The goal is to wrest kilowatts from the Pacific Ocean waves by using small floating generators that ride the rolling swells and convert the up-and-down motion into usable volts.
In late July, New Jersey-based Ocean Power Technologies, Inc., filed for a preliminary permit with the US Federal Energy Regulatory Commission (FERC) to anchor one of its generating buoys off Gardiner, Ore. Meanwhile, researchers at Oregon State University are working to establish a national wave-energy research and demonstration facility here off Newport.
The efforts highlight a renewed interest in the US for enlisting waves and tides in the quest for renewable energy sources and greater energy independence, specialists say.

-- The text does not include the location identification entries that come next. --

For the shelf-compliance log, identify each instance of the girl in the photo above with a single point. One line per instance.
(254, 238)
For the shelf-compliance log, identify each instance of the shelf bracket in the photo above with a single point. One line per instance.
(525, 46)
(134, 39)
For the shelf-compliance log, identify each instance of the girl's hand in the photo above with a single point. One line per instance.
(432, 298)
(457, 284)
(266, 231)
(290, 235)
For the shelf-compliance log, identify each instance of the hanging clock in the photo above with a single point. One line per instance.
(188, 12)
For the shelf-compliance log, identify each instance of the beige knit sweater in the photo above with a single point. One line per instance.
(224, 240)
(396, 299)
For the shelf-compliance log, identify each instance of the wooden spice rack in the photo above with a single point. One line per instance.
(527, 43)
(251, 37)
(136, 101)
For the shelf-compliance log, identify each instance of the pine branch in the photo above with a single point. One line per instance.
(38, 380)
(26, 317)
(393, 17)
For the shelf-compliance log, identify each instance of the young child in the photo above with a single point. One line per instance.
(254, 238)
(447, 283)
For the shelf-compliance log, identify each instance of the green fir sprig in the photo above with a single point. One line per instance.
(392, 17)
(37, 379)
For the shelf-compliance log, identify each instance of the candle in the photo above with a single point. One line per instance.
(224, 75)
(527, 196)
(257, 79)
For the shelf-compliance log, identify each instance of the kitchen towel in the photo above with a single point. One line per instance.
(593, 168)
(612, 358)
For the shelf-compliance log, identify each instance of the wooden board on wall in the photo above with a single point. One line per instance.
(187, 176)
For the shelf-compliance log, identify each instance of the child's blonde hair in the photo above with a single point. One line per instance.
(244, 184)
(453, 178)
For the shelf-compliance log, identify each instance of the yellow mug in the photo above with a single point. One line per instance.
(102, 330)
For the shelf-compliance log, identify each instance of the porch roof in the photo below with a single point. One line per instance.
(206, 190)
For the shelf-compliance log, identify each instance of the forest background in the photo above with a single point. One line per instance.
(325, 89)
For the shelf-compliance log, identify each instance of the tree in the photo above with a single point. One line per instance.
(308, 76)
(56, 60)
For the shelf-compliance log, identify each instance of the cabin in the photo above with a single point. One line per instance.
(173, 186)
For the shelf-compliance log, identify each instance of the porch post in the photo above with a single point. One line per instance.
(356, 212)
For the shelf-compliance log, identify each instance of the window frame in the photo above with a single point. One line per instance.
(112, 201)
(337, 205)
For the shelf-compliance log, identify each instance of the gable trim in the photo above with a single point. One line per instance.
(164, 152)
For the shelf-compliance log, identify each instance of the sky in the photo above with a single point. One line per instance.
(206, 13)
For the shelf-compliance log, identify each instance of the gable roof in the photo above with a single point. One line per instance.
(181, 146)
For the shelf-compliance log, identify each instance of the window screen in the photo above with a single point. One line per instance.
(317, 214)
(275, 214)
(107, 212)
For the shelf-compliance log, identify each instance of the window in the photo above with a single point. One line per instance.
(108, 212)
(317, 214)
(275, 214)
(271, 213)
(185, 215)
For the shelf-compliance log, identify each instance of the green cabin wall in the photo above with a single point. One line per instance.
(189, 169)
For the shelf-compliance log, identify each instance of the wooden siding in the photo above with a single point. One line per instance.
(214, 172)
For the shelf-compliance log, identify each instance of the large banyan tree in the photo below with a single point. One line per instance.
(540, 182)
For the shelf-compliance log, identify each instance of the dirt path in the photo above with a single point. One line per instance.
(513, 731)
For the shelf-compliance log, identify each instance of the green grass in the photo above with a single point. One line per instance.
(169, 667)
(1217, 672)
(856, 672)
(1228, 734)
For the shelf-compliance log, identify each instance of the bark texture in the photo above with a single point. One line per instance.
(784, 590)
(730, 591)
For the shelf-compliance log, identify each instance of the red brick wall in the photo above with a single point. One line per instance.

Ocean energy is still in its infancy, specialists emphasize, and work remains to be done to make it economical enough to hook to the grid. But smaller, more powerful turbines; advances in marine cables and anchoring techniques; and other developments may allow today's power-plant designs to avoid some of the technical and environmental hurdles that plagued ocean-power proposals in the 1970s and '80s, they add.
"If you are careful in selecting sites, it can be viable for those areas and eventually cost-effective," says Andy Trenka, with the US Department of Energy's National Renewable Energy Laboratory in Golden, Colo.
So far, tidal energy – which relies on the rise-and-fall of tides – appears to be garnering more interest than wave energy, which exploits the waves' rise-and-fall.
"While it's a poor choice of words, its been somewhat of a land rush in the last year or so in terms of interest in developing potential tidal energy sites," says Bryan Lee, a spokesman for the Federal Energy Regulatory Commission in Washington, D.C. Over the past two years, the agency has issued preliminary permits for 11 projects in Florida, New York, California, and Washington. This year, it received 11 more applications for projects in the Northeast, Pacific Northwest, and Alaska.
One tidal project, for example, involves Verdant Power, LLC, based in Arlington, Va. This summer, the company set six windmill-like tidal turbines into the bottom of the East River in New York City. It's a stepping stone to a 10-megawatt tidal-energy plant there.